Whether state statute rights create federally protected interests under §1983 Mississippi statutes create rights to timely appearance. Statutory rights do not necessarily create constitutional rights or §1983 claims absent federal protection. Even assuming statutory rights, no liability since actions were not shown to be policy-driven; Bryan entitled to qualified immunity.

Key Cases Cited

  • Gerstein v. Pugh, 420 U.S. 103 (1975) (warrantless arrest permissible with probable cause; must promptly have probable-cause determination)

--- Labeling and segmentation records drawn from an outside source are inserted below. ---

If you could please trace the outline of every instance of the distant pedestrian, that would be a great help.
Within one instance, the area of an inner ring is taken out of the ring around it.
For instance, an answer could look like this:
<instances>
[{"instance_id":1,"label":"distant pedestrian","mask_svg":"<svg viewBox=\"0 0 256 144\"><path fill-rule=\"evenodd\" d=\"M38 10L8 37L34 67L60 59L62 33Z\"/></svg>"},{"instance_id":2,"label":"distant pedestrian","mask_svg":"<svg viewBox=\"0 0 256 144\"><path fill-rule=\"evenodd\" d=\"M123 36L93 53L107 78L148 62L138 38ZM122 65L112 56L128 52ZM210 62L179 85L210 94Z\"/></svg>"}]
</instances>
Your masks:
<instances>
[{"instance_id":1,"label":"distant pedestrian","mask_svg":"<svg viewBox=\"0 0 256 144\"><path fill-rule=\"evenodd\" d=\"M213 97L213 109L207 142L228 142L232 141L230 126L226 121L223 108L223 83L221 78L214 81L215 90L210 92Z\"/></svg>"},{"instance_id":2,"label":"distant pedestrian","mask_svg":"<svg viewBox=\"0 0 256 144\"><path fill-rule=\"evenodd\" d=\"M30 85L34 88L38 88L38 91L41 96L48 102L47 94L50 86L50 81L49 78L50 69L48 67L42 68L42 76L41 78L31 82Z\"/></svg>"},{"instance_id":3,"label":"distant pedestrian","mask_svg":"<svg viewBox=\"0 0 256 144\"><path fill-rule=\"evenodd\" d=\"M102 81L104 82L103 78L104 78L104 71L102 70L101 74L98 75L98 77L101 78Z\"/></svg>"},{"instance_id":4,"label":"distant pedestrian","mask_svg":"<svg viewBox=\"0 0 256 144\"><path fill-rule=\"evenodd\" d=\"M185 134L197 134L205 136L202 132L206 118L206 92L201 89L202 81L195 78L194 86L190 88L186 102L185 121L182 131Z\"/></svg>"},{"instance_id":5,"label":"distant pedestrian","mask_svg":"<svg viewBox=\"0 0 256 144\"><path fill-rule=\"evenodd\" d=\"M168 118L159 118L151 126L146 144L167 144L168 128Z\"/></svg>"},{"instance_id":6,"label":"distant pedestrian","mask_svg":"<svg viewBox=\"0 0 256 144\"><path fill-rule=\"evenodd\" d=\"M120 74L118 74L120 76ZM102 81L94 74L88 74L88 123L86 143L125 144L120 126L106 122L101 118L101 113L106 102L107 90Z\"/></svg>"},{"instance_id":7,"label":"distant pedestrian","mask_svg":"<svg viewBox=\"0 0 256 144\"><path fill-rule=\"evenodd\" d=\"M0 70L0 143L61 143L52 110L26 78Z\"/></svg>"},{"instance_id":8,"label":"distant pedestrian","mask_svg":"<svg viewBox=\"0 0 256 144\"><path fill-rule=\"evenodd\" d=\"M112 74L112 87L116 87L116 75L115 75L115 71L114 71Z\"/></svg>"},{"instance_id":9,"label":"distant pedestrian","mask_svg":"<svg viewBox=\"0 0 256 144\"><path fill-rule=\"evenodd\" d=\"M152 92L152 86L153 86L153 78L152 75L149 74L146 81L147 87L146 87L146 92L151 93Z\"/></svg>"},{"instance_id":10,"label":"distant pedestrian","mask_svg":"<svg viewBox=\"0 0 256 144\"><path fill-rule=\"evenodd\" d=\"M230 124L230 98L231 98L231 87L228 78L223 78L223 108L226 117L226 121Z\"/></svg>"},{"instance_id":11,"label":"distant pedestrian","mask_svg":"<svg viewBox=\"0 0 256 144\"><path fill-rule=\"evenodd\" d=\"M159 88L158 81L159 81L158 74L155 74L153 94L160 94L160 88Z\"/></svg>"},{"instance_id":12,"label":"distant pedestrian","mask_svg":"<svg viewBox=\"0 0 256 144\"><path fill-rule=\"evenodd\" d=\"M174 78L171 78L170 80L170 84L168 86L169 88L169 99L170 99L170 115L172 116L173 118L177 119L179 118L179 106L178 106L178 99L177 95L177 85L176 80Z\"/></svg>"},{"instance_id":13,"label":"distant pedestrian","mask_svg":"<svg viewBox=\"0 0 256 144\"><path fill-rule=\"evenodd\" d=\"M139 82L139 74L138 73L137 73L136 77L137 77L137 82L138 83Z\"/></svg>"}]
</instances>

  • County of Riverside v. McLaughlin, 500 U.S. 44 (1991) (determinations within 48 hours generally comply with promptness; exceptions require extraordinary circumstances)
  • LeMaire v. Louisiana Dept. of Transp. and Dev., 480 F.3d 383 (5th Cir. 2007) (McLaughlin benchmark; 48-hour timeline is a useful guide, not an absolute rule)

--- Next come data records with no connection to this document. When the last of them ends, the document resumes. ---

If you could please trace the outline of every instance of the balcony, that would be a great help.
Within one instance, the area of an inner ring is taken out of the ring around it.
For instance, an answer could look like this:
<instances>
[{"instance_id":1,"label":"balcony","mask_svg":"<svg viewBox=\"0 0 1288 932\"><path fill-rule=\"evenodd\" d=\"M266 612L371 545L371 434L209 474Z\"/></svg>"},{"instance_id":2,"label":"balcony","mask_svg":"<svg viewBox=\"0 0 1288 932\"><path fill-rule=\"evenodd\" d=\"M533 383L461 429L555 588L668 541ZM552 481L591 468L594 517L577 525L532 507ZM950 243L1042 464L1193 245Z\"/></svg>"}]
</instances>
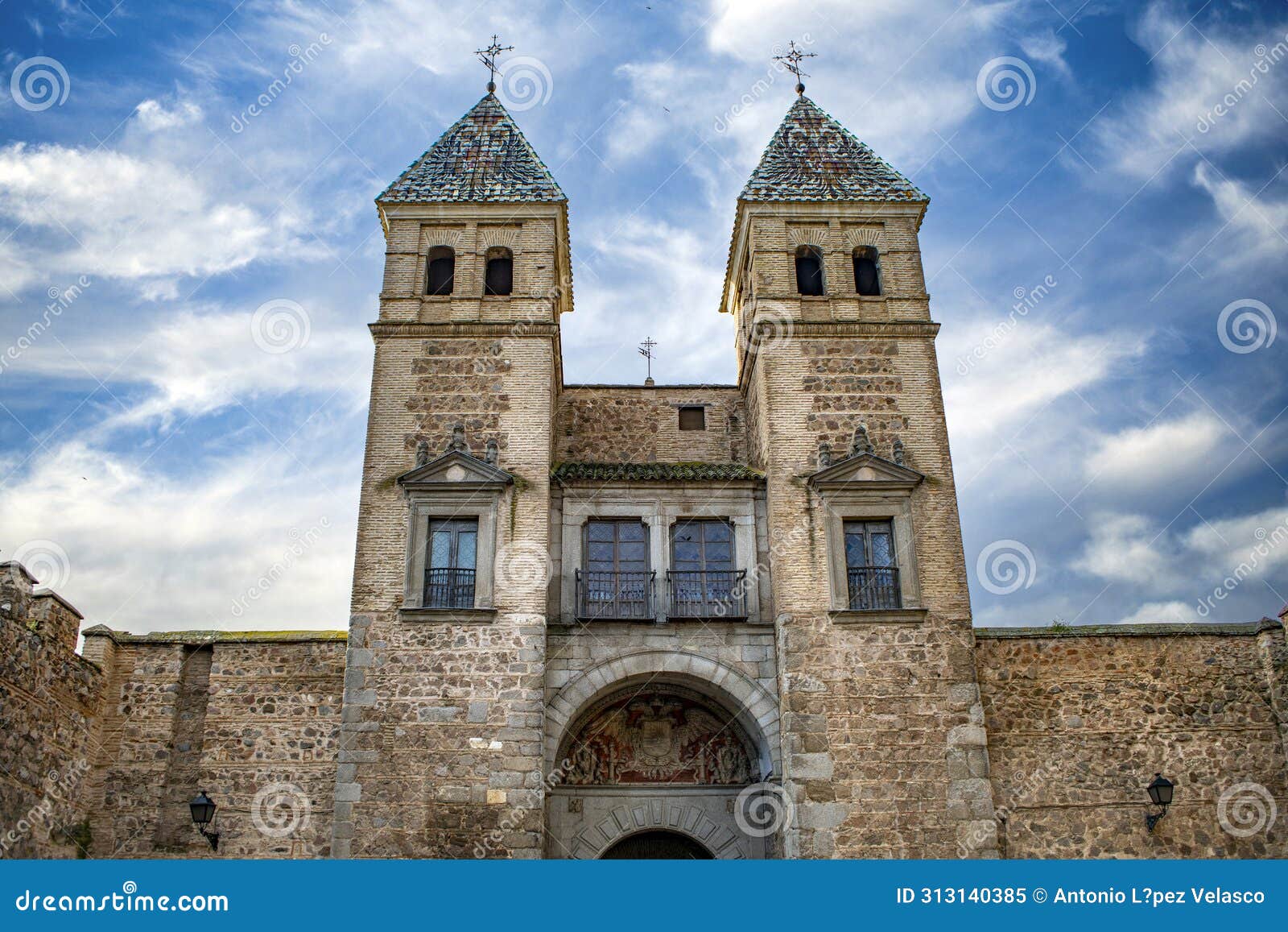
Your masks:
<instances>
[{"instance_id":1,"label":"balcony","mask_svg":"<svg viewBox=\"0 0 1288 932\"><path fill-rule=\"evenodd\" d=\"M746 570L674 570L666 574L667 617L746 619Z\"/></svg>"},{"instance_id":2,"label":"balcony","mask_svg":"<svg viewBox=\"0 0 1288 932\"><path fill-rule=\"evenodd\" d=\"M424 608L473 608L474 570L440 567L425 570Z\"/></svg>"},{"instance_id":3,"label":"balcony","mask_svg":"<svg viewBox=\"0 0 1288 932\"><path fill-rule=\"evenodd\" d=\"M583 621L652 621L657 574L577 570L577 617Z\"/></svg>"},{"instance_id":4,"label":"balcony","mask_svg":"<svg viewBox=\"0 0 1288 932\"><path fill-rule=\"evenodd\" d=\"M846 568L850 611L889 611L900 608L899 570L893 566L851 566Z\"/></svg>"}]
</instances>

  • James v. Texas Collin Cnty., 535 F.3d 365 (5th Cir. 2008) (Monell and supervisor liability framework; causation required for §1983)

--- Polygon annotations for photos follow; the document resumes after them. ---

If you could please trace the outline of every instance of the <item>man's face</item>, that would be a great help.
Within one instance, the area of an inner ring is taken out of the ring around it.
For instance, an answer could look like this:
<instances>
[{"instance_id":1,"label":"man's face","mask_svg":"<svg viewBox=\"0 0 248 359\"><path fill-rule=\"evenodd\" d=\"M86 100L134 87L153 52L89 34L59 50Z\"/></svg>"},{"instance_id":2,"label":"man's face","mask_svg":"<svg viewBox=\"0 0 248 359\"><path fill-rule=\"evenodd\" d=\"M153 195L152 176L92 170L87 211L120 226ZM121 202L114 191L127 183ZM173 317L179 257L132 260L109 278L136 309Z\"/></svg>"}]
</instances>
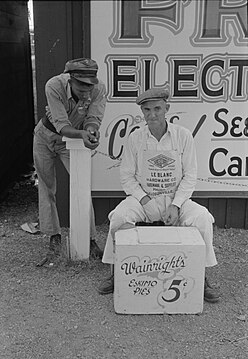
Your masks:
<instances>
[{"instance_id":1,"label":"man's face","mask_svg":"<svg viewBox=\"0 0 248 359\"><path fill-rule=\"evenodd\" d=\"M146 101L141 105L141 111L149 129L161 128L166 126L165 114L170 105L164 100Z\"/></svg>"},{"instance_id":2,"label":"man's face","mask_svg":"<svg viewBox=\"0 0 248 359\"><path fill-rule=\"evenodd\" d=\"M94 85L70 79L71 91L79 100L87 100Z\"/></svg>"}]
</instances>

  • Monell v. New York City Dept. of Social Servs., 436 U.S. 658 (1978) (local government liability requires official policy or custom)
  • Pembaur v. City of Cincinnati, 475 U.S. 469 (1986) (liability depends on final policymaker authority)
  • Ashwander v. Tennessee Valley Authority, 297 U.S. 288 (1936) (prudential principles guiding constitutional avoidance and standing)
  • Swinney v. State, 829 So.2d 1225 (Miss. 2002) (interpretation of 'unnecessary delay' in state statute as 'unreasonable delay')
Read the full case

Case Details

Case Name: Jones v. LOWNDES COUNTY, MISS.
Court Name: Court of Appeals for the Fifth Circuit
Date Published: Apr 18, 2012
Citation: 2012 U.S. App. LEXIS 7805
Docket Number: 10-60941
Court Abbreviation: 5th Cir.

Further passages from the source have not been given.